My question is can I transfer this tracker  from house 1 to my current home. I intend on selling  house 1 soon as it’s hard to make end meet with management company fees and tax etc. Value has risen on it . I’ll never meet what I paid for it but I’ll be doing better. 
Also if I have a leg to stand on who do I liaise with as dealing with different banks. I’m very keen to get clarity Brendan
Many thanks


----------



## Brendan Burgess (13 Jun 2018)

You added this question to what appears to be an unrelated thread which is confusing. I have moved it to its own thread.

Before answering, can I clarify what happened here.

1) You bought a family home with a tracker mortgage
2) You were moved to an SVR
3) You bought a new home with an SVR by KBC- what exact date did you do this? 
4) You kept your old house and rented it out
5) You have got the tracker back on what is now an investment property.

What is the balance outstanding on your Ulster Bank mortgage and what is the tracker rate you are now being charged?


Brendan


----------



## Rosemary (13 Jun 2018)

Thank you. So all of the above is correct. To answer you queries. 
I have 160,000 euro mortgage  left on rental house with tracker at 1.05% with ulster.Mortgage on new home commenced May 2016 with kbc. 

Again due to huge repayments on now rental , we were forced to buy new home house of similar size. If we were on tracker at the time we would have financially been able to look at a larger home. Instead we live in a semi d in a housing estate. 
Any advise or direction greatly appreciated. 
R


----------



## Brendan Burgess (13 Jun 2018)

This is very complicated. 



How much was your old home worth in May 2016 and how much did you pay for your new home?  If you had a tracker, how much would  you have spent on the new home? 

Brendan


----------



## Rosemary (14 Jun 2018)

Old house worth about 200k max in 2016. Bought in 2005 for 240k with extra 20k needed for  basics ie tiling, showers, floors, furniture of basic nature. 

If I was on a tracker  right the way through I would have saved over 30,000 which if we had it when purchasing this house would have allowed us buy a bigger home. We bought our current house for 240k in 2016. 

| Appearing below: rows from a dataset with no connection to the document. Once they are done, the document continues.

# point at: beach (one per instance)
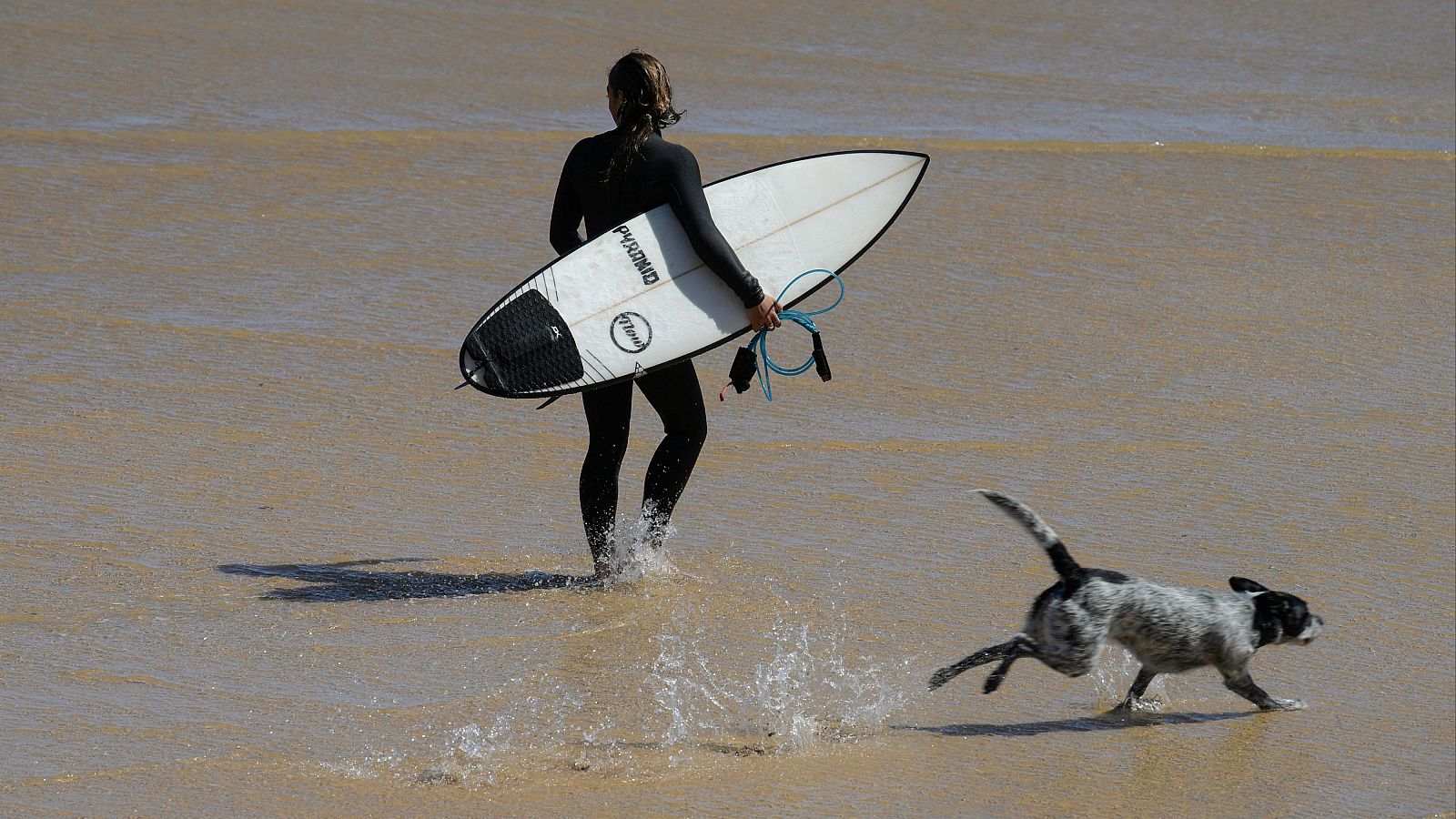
(1184, 281)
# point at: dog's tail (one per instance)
(1048, 540)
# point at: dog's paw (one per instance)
(1285, 705)
(1138, 705)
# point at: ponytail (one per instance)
(647, 106)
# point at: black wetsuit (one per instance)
(662, 174)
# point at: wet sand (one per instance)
(1196, 305)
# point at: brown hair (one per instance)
(647, 104)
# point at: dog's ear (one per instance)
(1247, 586)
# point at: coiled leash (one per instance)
(746, 363)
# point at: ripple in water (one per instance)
(703, 702)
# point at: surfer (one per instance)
(608, 179)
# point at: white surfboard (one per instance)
(638, 298)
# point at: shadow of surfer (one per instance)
(1111, 720)
(337, 581)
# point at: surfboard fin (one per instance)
(820, 359)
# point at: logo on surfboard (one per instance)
(637, 256)
(631, 332)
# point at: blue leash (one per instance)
(759, 344)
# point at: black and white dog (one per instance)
(1167, 629)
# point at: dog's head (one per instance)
(1279, 617)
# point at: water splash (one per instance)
(641, 550)
(801, 691)
(1114, 675)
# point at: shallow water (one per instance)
(1191, 295)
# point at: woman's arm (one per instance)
(691, 206)
(565, 215)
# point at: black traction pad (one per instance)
(524, 347)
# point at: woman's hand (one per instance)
(764, 315)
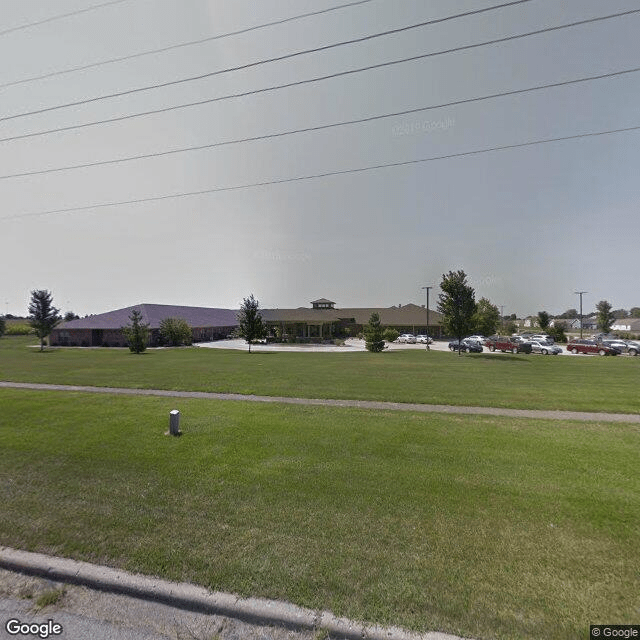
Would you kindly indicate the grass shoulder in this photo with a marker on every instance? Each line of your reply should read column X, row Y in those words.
column 504, row 380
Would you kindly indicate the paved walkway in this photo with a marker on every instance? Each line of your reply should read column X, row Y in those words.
column 583, row 416
column 165, row 622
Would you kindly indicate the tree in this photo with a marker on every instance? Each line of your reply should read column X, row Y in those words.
column 605, row 316
column 374, row 334
column 543, row 320
column 250, row 324
column 457, row 304
column 175, row 332
column 511, row 327
column 136, row 332
column 43, row 316
column 620, row 313
column 486, row 318
column 391, row 335
column 557, row 332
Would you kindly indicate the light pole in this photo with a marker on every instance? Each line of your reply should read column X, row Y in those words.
column 580, row 293
column 428, row 289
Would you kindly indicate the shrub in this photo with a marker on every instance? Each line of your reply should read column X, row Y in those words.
column 19, row 330
column 374, row 334
column 136, row 333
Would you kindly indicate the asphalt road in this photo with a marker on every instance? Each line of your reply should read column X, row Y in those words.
column 89, row 614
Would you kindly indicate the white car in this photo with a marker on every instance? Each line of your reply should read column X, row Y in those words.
column 538, row 346
column 542, row 337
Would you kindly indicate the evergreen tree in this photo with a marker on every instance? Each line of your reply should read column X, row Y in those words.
column 374, row 334
column 136, row 332
column 457, row 305
column 250, row 324
column 605, row 316
column 43, row 316
column 543, row 320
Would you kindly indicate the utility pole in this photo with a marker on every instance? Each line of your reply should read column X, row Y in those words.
column 580, row 293
column 428, row 289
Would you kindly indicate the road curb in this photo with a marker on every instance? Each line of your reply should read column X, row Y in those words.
column 194, row 598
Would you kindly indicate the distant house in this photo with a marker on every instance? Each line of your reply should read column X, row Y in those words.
column 569, row 323
column 626, row 324
column 104, row 329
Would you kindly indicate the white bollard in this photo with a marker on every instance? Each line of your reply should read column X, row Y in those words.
column 174, row 423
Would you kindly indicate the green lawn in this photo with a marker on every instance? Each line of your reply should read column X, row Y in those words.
column 485, row 527
column 504, row 380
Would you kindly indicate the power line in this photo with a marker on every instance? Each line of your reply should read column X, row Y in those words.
column 306, row 81
column 60, row 17
column 316, row 176
column 257, row 63
column 318, row 127
column 180, row 45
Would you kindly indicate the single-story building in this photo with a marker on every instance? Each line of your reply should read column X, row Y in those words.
column 321, row 321
column 105, row 329
column 631, row 325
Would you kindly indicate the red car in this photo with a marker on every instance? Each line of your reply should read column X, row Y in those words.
column 507, row 343
column 591, row 346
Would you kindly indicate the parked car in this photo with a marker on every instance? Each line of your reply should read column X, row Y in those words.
column 624, row 346
column 633, row 348
column 537, row 346
column 467, row 345
column 591, row 346
column 506, row 343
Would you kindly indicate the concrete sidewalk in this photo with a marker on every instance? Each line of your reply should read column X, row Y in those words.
column 536, row 414
column 189, row 597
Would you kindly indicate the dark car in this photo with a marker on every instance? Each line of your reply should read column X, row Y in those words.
column 507, row 344
column 592, row 346
column 469, row 346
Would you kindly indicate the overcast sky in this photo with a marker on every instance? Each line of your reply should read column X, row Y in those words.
column 529, row 225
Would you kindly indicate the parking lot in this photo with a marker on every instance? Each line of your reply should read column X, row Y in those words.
column 351, row 345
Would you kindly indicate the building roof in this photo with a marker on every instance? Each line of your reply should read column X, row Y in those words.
column 153, row 314
column 410, row 314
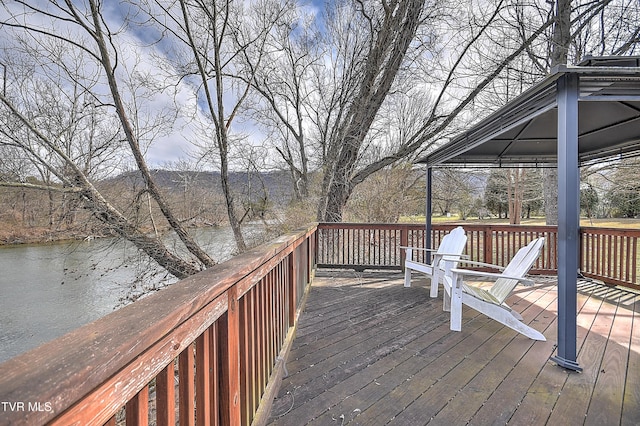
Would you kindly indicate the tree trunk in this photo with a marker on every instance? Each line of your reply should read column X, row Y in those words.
column 389, row 45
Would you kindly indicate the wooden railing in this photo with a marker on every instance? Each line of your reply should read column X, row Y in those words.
column 609, row 255
column 207, row 350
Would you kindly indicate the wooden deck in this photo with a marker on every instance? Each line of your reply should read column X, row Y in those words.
column 370, row 352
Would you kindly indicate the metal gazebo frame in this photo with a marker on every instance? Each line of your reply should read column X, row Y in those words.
column 576, row 116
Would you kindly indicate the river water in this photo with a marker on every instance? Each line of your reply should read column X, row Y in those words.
column 47, row 290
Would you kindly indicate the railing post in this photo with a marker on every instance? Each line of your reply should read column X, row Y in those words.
column 230, row 354
column 488, row 245
column 293, row 286
column 404, row 241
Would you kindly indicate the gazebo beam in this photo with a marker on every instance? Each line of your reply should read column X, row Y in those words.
column 568, row 220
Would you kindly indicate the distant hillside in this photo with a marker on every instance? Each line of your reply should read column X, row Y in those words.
column 276, row 184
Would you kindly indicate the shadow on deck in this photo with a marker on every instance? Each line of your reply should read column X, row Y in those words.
column 370, row 352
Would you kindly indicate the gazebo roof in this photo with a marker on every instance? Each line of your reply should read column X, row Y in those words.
column 523, row 132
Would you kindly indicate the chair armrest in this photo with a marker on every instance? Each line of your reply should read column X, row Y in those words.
column 488, row 265
column 417, row 248
column 435, row 250
column 467, row 272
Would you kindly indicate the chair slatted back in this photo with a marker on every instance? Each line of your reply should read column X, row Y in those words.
column 452, row 243
column 518, row 267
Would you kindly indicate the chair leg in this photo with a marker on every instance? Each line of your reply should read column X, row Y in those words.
column 456, row 305
column 407, row 277
column 435, row 278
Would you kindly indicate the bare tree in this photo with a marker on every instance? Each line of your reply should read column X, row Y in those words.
column 56, row 29
column 222, row 45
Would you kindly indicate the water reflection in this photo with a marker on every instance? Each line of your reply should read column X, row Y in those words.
column 48, row 290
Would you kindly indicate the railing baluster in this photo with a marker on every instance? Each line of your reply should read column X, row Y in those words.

We will never be able to upgrade now with the way prices have gone up.
So to answer your question we would have been able to buy a superior house at the time for  over 270 k . 2016 was a great time to buy a house. 
 Complicated it is and very frustrating. 
Thanks Brendan


----------



## Brendan Burgess (14 Jun 2018)

OK, if you had your tracker back in 2016, you would have had an extra €30k.  But you would have most likely sold your old home and transferred the tracker to your new home.   So you would have had €270k in the market, rather than €440k.  If house prices have gone up by around 20% since then, your two houses have gone up by about €90k. If you had only one house, it would have gone up by €55k. So you have gained €35k by losing your tracker. 

I suggest the following 
1) Sell your current home. You will have a lot of equity in it, I presume. 
2) Sell your investment and move the tracker to your new bigger home. 

Brendan


----------



## peemac (18 Jun 2018)

Original property probably now worth €240k
Mortgage 160k
Equity 80k (probably no capital gains tax as no increase in value from purchase date)
+ €30k redress 

So €110k available from original property. 

New property probably worth 280k now, I'll guess mortgage is about 200k.

So total equity of €190k, take a few bob off for rainy day, circa 150k equity, 200k mortgage,  and you're in market for 350k house.

That 350k house was probably about €300k in 2016.

I see it as an opportunity to get the house you really want and with benefit of a fair whack of the mortgage as a 2.05% tracker.


----------